Correlation analyses were completed for spectral amplitudes of the FFR at the F0 of the stimulus (100 Hz) and at the first formant of the stimulus (700 Hz) and acoustic and normalized acoustic benefit for the three speech recognition tasks. For CNC words, F0 amplitude was significantly correlated with acoustic (r = .83, p < .001) and normalized acoustic benefit (r = .76, p = .004) as shown in Figure 5(a) and (b), respectively. That is, greater neural representation of F0 was associated with significantly higher acoustic and normalized acoustic benefit. There was no statistically significant relationship between FFR amplitude at F1 and acoustic or normalized acoustic benefit for CNC words (p ≥ .05), though this is likely due to the fact that F1 was poorly represented in the individual FFRs as a result of the magnitude of hearing loss at 700 Hz and above (Figure 1).
Figure 5.
Acoustic benefit (left column) measured in rau and normalized acoustic benefit (right column) measured in percent for CNC words (a and b), AzBio sentences in +5 dB SNR (S0N0) (c and d), and AzBio sentences in +5 dB SNR (S0N45–315) (e and f) as a function of envelope spectrum amplitude of the frequency following response at the fundamental frequency (F0, 100 Hz). CNC = consonant–nucleus–consonant.
For AzBio sentences at +5 dB SNR (S0N0), there was no significant relationship between FFR F0 amplitude and acoustic benefit (r = .52, p = .08) or normalized acoustic benefit (r = .38, p = .22) displayed in Figure 5(c) and (d), respectively. As with CNC words, there was no relationship between FFR amplitude at F1 and acoustic or normalized acoustic benefit (p ≥ .05). For AzBio +5 dB SNR (S0N45–315), there was a significant positive correlation between FFR amplitude at F0 and acoustic benefit (r = .68, p = .01) but not for normalized acoustic benefit (r = .26, p = .41) as shown in Figure 5(e) and (f), respectively. Consistent with other measures, there was no significant correlation with FFR F1 amplitude and either metric of bimodal benefit (p ≥ .05).

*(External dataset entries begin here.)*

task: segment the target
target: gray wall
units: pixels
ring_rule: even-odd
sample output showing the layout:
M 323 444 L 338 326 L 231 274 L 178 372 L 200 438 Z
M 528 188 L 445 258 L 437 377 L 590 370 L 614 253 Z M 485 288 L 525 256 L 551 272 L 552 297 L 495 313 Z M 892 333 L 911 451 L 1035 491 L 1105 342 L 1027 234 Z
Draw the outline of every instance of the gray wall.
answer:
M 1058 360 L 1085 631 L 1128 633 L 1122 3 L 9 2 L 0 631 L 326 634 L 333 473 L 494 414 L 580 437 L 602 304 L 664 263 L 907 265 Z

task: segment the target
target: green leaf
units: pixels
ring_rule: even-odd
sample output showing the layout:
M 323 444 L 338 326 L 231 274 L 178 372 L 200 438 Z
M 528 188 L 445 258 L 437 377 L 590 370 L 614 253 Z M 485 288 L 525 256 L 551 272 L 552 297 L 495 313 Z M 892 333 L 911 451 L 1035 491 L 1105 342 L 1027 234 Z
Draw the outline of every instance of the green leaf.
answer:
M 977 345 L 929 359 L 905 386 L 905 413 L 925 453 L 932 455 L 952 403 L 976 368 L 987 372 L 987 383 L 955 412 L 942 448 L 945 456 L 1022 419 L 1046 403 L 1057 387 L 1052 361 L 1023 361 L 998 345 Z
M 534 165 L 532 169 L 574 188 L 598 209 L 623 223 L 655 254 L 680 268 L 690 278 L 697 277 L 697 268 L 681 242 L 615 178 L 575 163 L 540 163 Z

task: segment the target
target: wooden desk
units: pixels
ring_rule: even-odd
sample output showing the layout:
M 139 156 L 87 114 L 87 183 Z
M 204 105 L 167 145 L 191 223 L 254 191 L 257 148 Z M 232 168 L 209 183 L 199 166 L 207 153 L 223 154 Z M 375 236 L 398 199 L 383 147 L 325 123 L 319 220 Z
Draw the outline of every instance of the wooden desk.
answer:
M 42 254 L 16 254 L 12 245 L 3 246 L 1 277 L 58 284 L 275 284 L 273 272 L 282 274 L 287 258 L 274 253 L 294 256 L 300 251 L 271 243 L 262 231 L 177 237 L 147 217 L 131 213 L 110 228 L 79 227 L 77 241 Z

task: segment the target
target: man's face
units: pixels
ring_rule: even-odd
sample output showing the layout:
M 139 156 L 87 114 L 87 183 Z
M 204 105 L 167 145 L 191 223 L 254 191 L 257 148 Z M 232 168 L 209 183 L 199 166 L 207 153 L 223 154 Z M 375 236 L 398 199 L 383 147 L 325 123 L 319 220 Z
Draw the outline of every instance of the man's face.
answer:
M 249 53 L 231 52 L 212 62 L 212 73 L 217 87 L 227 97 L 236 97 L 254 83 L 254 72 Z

A partial correlation was then computed between FFR F0 amplitude and bimodal benefit, controlling for four-frequency PTA. If four-frequency PTA was the principle determinant of bimodal benefit, the partial correlation between FFR F0 amplitude and bimodal benefit should not be significant. First considering acoustic benefit, FFR F0 amplitude was correlated with bimodal benefit for CNC words, r(10) = .73, p = .01, even when controlling for four-frequency PTA and accounting for multiple comparisons via Bonferroni correction. For speech recognition in noise, the results of partial correlation analysis revealed that FFR F0 amplitude was not significantly correlated with bimodal benefit for AzBio +5 in the colocated condition (S0N0), r(10) = .49, p = .12, after controlling for four-frequency PTA. In the spatially separated condition (S0N45–315), FFR F0 amplitude was correlated with acoustic benefit, r(10) = .63, p = .04, even when controlling for four-frequency PTA; however, after accounting for multiple comparisons via Bonferroni correction, this correlation did not quite meet statistical significance.
Next considering normalized acoustic benefit, FFR F0 amplitude was correlated with bimodal benefit for CNC words, r(10) = .62, p = .04, even when controlling for four-frequency PTA; however, after accounting for multiple comparisons via Bonferroni correction, this correlation did not meet statistical significance. For speech recognition in noise, the results of partial correlation analysis revealed that FFR F0 amplitude was not significantly correlated with bimodal benefit for AzBio +5 in the colocated condition (S0N0), r(10) = .21, p = .53, or in the spatially separated condition (S0N45–315), r(10) = .06, p = .87, when controlling for four-frequency PTA.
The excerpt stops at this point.